This bill permanently establishes the federal standards for better design outlined in Executive Order 14388.
Erin Houchin
Representative
IN-9
This bill seeks to make the principles outlined in Executive Order 14388 a permanent federal law. By codifying the order, it establishes a lasting commitment to improving the nation through better design standards across federal initiatives.
The legislation before us is short, sweet, and procedural. It doesn’t introduce a new policy or a massive spending program. Instead, it takes an existing rule—Executive Order 14388, which focuses on improving design across the federal government—and makes it permanent federal law. Think of it like taking a temporary policy memo and engraving it in stone; it ensures that future administrations can’t just erase it with the stroke of a pen.
Executive Order 14388, titled “Improving Our Nation Through Better Design,” is all about making federal services, buildings, and digital tools easier to use and more effective. This ranges from the look and feel of a government website where you renew your passport to the layout of a new post office or the clarity of a government form. Currently, EOs are subject to the whims of the person in the Oval Office. By turning this specific order into a permanent law (SEC. 1), the bill ensures that the focus on good design—which usually means better user experience—has staying power.

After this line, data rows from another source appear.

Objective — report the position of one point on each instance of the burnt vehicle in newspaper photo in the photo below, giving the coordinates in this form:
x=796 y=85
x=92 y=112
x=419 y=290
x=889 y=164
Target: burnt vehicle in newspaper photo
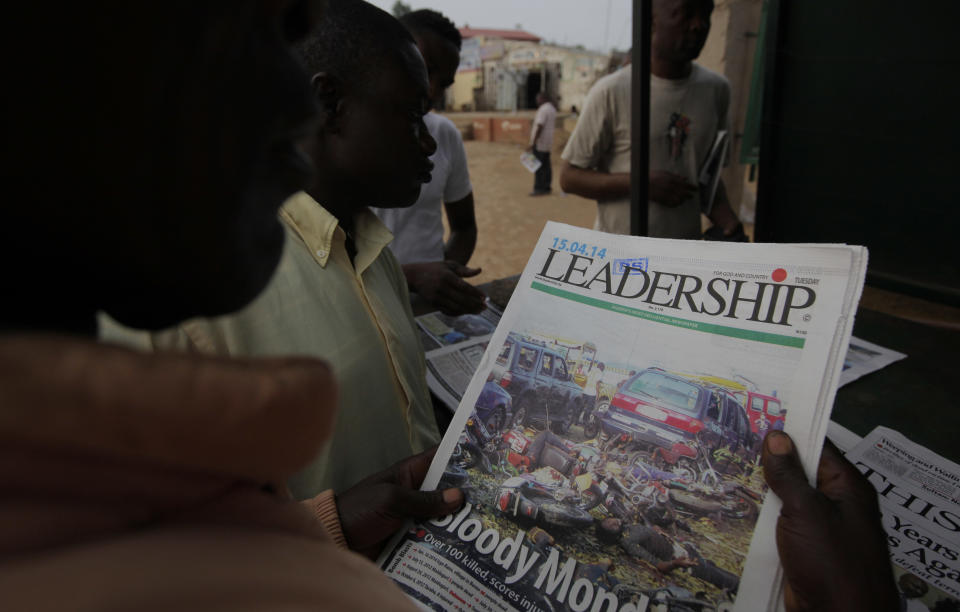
x=664 y=498
x=678 y=421
x=536 y=377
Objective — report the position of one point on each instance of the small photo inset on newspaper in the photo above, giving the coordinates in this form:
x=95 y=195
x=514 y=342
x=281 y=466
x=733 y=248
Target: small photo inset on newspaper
x=641 y=482
x=447 y=330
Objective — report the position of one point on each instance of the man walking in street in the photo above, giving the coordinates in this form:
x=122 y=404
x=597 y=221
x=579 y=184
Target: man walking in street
x=688 y=108
x=541 y=141
x=435 y=270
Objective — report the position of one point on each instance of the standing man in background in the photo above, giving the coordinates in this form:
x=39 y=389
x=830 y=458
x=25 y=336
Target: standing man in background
x=541 y=141
x=435 y=270
x=688 y=107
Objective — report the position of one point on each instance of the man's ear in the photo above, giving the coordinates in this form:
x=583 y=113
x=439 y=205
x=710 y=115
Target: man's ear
x=328 y=92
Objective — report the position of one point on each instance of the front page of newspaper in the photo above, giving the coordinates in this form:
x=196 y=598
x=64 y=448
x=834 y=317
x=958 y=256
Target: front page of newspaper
x=608 y=443
x=919 y=493
x=453 y=347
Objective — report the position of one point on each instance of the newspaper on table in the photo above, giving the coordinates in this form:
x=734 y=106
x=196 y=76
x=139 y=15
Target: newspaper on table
x=453 y=347
x=865 y=357
x=919 y=494
x=637 y=489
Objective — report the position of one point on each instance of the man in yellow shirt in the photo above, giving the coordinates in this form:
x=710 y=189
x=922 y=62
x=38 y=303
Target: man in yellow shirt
x=339 y=294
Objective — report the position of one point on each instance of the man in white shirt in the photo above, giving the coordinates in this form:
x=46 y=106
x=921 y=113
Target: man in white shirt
x=541 y=141
x=688 y=106
x=435 y=270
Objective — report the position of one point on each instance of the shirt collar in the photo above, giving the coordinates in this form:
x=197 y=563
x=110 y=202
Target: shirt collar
x=321 y=231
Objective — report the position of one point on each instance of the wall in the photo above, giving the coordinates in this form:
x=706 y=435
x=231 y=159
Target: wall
x=729 y=50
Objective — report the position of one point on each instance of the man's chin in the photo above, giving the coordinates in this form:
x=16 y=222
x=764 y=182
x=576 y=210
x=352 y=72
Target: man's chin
x=400 y=197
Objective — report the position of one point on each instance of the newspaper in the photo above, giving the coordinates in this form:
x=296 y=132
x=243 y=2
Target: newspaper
x=710 y=175
x=638 y=489
x=453 y=348
x=919 y=493
x=865 y=357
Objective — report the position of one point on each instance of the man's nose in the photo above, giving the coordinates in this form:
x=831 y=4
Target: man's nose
x=427 y=144
x=700 y=23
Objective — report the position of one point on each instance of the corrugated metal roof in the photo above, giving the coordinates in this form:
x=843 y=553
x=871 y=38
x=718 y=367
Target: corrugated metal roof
x=494 y=33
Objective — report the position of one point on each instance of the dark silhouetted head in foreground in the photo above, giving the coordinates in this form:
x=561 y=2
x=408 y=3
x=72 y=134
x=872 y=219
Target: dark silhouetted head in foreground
x=147 y=150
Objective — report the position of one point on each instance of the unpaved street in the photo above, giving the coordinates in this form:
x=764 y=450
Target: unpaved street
x=509 y=220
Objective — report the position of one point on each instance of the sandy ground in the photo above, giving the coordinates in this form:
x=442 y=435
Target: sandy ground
x=508 y=220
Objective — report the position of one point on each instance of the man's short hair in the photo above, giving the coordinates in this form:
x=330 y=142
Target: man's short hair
x=427 y=20
x=353 y=41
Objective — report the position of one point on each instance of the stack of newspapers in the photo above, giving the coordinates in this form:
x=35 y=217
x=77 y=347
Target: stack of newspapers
x=608 y=443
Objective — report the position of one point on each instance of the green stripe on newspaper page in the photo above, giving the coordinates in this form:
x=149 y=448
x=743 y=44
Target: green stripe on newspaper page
x=710 y=328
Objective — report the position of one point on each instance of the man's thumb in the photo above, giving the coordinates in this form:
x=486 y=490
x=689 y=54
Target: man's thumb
x=784 y=472
x=465 y=272
x=429 y=504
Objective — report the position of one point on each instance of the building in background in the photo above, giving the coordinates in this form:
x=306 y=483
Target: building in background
x=503 y=70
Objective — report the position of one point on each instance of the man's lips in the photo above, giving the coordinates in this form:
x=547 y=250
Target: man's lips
x=424 y=175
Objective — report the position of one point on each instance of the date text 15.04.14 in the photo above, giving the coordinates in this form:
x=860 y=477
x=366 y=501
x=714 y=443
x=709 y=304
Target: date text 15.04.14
x=581 y=248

While this might sound like bureaucratic inside baseball, it has real-world implications for anyone who interacts with the government. Imagine a small business owner trying to navigate a grant application website. If the design is clunky, confusing, and prone to crashing, they waste time and money. If the design standards mandated by EO 14388 are effective and now permanent, that website should be cleaner, faster, and more intuitive. For a veteran accessing benefits or a parent applying for childcare assistance, this codification means the government is legally required to prioritize systems that actually work for the people using them.
The main benefit here is stability. When it comes to digital infrastructure, consistency is key. Federal agencies often spend years implementing complex design guidelines—like making sure all online forms are accessible to screen readers, or standardizing the visual language across different departments. If these rules were easily overturned, agencies would constantly be starting over, wasting taxpayer dollars and creating chaos for users. By codifying this, the bill locks in the commitment to design excellence, preventing a future scenario where every government website suddenly reverts to looking like it was built in 1998. It’s essentially an insurance policy against bad government design.